In response to a question about whether the situation could be described as a "meltdown," Mr. Matsumoto said that if the definition is that the fuel rods melt and lose their shape, "that is fine."
Soon after the March 11 quake and tsunami knocked out the plant's cooling systems, temperatures in the No. 1 reactor likely rose to more than 2,000 degrees Celsius, experts have said, well above the point at which the metal casings of the fuel rods would begin to melt. The fuel pellets inside would start melting at 2,800 degrees, potentially fusing into a dangerous large mass. Tepco estimates the fuel rods in the No. 1 reactor have been 55% destroyed, making it the worst-damaged of the plant's six reactors.
The temperature in the pressure vessel now hovers around 100 to 120 degrees Celsius, indicating progress in the cooling effort, Mr. Matsumoto said.

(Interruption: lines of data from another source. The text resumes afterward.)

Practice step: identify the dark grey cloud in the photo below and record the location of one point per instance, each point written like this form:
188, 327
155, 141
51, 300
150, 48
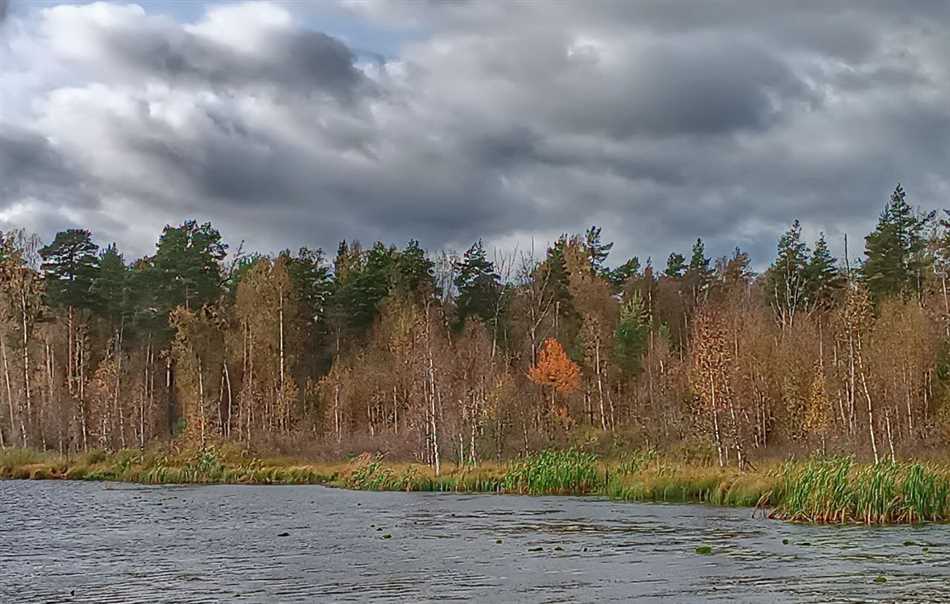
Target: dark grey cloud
30, 167
661, 121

The tops of the four-meter-long fuel rods reach a little more than nine meters from the bottom of the pressure vessel; past data suggested the water was eight meters deep, enough to mostly submerge them. When workers entered the reactor building this week and corrected the water gauge, it told them the depth was just four meters.
If the rods were intact, that would leave them dry. But Mr. Matsumoto said he believes that some of the fuel slid down and is likely sitting in water.
A top U.S. Nuclear Regulatory Commission official expressed concern Thursday with potential structural problems at a stricken Japanese nuclear plant. "The reliability of instrumentation complicates our understanding of the exact plant conditions at any given time," said Bill Borchardt, the commission's executive director of operations.
Thursday's news signals likely delays as Tepco figures out how to deal with possible leaks. Tepco has injected 10.4 million liters of cooling water into the Reactor No. 1 vessel so far, much of which the company says it now suspects has been leaking from the pressure vessel and the larger beaker-shaped containment vessel that surrounds it.
That water is likely accumulating in the basement of the reactor building, where radiation levels are still too high for anyone to enter.
If so, Tepco would need another huge operation to collect and decontaminate the water, similar to one already conducted at Reactor No. 2.
"The biggest challenge for us is how to repair damaged parts of the containment vessel," Mr. Matsumoto said.
Tepco and regulators have a six-to-nine-month road map to bring all the reactors to a state of cold shutdown and end the continued release of radiation that has forced mass evacuations from the area.
Since May 6, the company has tried to flood the No. 1 containment vessel with enough water to submerge the pressure vessel and bring the temperature of the fuel inside to a safe temperature. Tepco will have to revise its plans to fill the reactor unit with water, since that requires the containment vessel be whole.
Workers would have to fix any leaks in the containment vessel before the pressure vessel could be submerged, Mr. Matsumoto said. That presents problems too, since the area around the containment vessel is highly radioactive, meaning that workers can't be there for long.